Durante o dia, quando estava em casa, ficava bastante só. Quem sabe eu ficava melhor sozinho. Brincava sozinho. Adorava meus soldadinhos de faz de conta. Eles sempre batiam um nos outros e um deles é quem tinha feito algum mal para um dos outros, e por isso apanhava. Apanhava muito, às vezes até quebrava. Bom, pelo menos não faria mal a mais ninguém.

Acho que estava com uns sete anos quando a escola ficou séria. Minha letra era horrível! Perdi meu caderno umas três vezes. E, claro, sempre apanhava de minha mãe quando isso acontecia. Ah! E ela sempre ameaçava: - Vou contar para seu pai. Mas nunca contou, do contrário ele teria me batido, com certeza. Mas foi nessa época que comecei a ser líder. Eu escolhia quem iria participar de qual time de futebol na hora do recreio.

Foi em um desses recreios quando briguei pela primeira vez. Um menino franzino me acertou jogando bola. Parti pra cima dele e o esganei. Lembro-me da sensação de raiva e poder. E fui gritando com ele imitando meu pai:
- Isso é pra você aprender a não se meter com quem não deve! - e repetia.

A monitora viu, separou a gente, pediu que eu não fizesse mais aquilo, mas ficou nisso. Minha mãe nem ficou sabendo. Depois desse dia ganhei moral: todos me respeitavam mais e eu comecei a gritar mais com todos, acho que até com a monitora.

Lá em casa, tudo continuava igual ou pior. Meu pai vivia sumido. E era frequente estar bêbado. Mas acho que era melhor assim, porque quando ele estava em casa, os ânimos sempre se alteravam. A briga começava sem motivo.
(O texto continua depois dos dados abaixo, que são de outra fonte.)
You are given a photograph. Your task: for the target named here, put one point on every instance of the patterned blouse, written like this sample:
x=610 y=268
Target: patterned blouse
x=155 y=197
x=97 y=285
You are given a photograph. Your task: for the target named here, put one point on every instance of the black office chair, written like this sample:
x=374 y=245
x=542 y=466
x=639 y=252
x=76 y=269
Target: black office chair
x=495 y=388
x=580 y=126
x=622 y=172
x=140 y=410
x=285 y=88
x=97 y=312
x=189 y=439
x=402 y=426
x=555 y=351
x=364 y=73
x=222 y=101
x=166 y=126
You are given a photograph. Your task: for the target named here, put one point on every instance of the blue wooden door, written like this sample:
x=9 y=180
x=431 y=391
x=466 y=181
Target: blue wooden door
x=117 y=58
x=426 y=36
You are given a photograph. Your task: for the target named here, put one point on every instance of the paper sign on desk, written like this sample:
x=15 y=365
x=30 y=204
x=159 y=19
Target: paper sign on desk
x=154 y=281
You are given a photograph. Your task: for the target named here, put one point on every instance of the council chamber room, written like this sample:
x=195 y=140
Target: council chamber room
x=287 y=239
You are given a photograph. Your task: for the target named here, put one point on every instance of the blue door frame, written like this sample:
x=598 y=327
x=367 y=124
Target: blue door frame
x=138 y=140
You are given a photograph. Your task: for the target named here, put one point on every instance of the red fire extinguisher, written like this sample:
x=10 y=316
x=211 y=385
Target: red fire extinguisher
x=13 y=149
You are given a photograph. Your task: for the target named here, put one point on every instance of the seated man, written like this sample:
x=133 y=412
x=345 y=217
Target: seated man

- Pega um copo de água pra mim.
- Eu não, você está sem fazer nada. Levante e pegue você.
- Estou descansando.
- E daí, grande coisa. Preguiça tem limite.
- Preguiça o caramba, sou eu quem faz tudo nesta casa. Não fosse eu, vocês iriam ver. Quero ver como vocês se arrumariam.
- Faz tudo o quê? Ninguém sente sua falta aqui! - e aí começava a baixaria.

Um dia, inesperadamente, apareceram duas mocinhas lá em casa. Foi um choque! Foi quando descobri que minha mãe já havia sido casada e eu tinha outros três irmãos. Ou melhor: duas irmãs e um irmão. Moravam noutra cidade. Nunca vi minha mãe tão desconcertada e nervosa, mas não brava.

- Filho, estas são suas irmãs, de quem falei! - era mentira, ela nunca havia falado nada. As duas disseram seus nomes, mas eu estava tão chocado que não consegui guardá-los ou não quis. Cumprimentei-as com um aceno e sem erguer a cabeça. Elas falaram algumas coisas, mas eu fiquei tão bolado que não escutei nada. Não pronunciei nenhuma palavra sequer.

Descobri que minha mãe tinha largado o primeiro marido com três filhos pequenos porque se apaixonou por outro cara, que era o meu pai. Eu era fruto dessa aventura da minha mãe que não tinha dado certo. Quer dizer, eu acho que nunca deu certo. Harmonia era a última coisa que eu via entre meu pai e minha mãe.

O tom das minhas irmãs não parecia muito amistoso. Pareceu mais uma cobrança que uma visita. Meu pai mal as cumprimentou e, naquela noite, ele não voltou. Então eu dormi na cama com minha mãe. Minhas irmãs dormiram no meu quarto. Bem, acho que na verdade ninguém dormiu!

Minhas irmãs me olhavam de canto de olho, mas não conversaram comigo. Com minha mãe elas trocaram algumas poucas palavras, mas não teve nenhum abraço ou beijo.

- Sinto muita saudade de vocês. Não dia que não passe pensando em vocês. - Embora minha mãe estivesse falando coisas bonitas, pareciam não ser verdadeiras, ao menos eu não acreditava. No outro dia, logo cedo, foram embora.

Minha mãe estava nervosa como nunca a vi. Não lembro porque, mas nesse dia ela furiosamente me bateu por algo insignificante. Quando meu pai chegou, ela também partiu para cima dele, mas aí a conversa era outra. Meu pai acabou batendo nela. Eu não senti nada. Acho que estava enraivecido com tudo. Eu também queria bater, mas nos dois. Senti-me traído.

Nunca mais na vida tocamos no assunto da primeira família de minha mãe e de seus outros filhos. Mas passei a achar que eu poderia ter sido a causa de tudo. Penso que cedo aprendi na prática o significado de culpa: é quando se é responsável por algo que não há jeito de se consertar.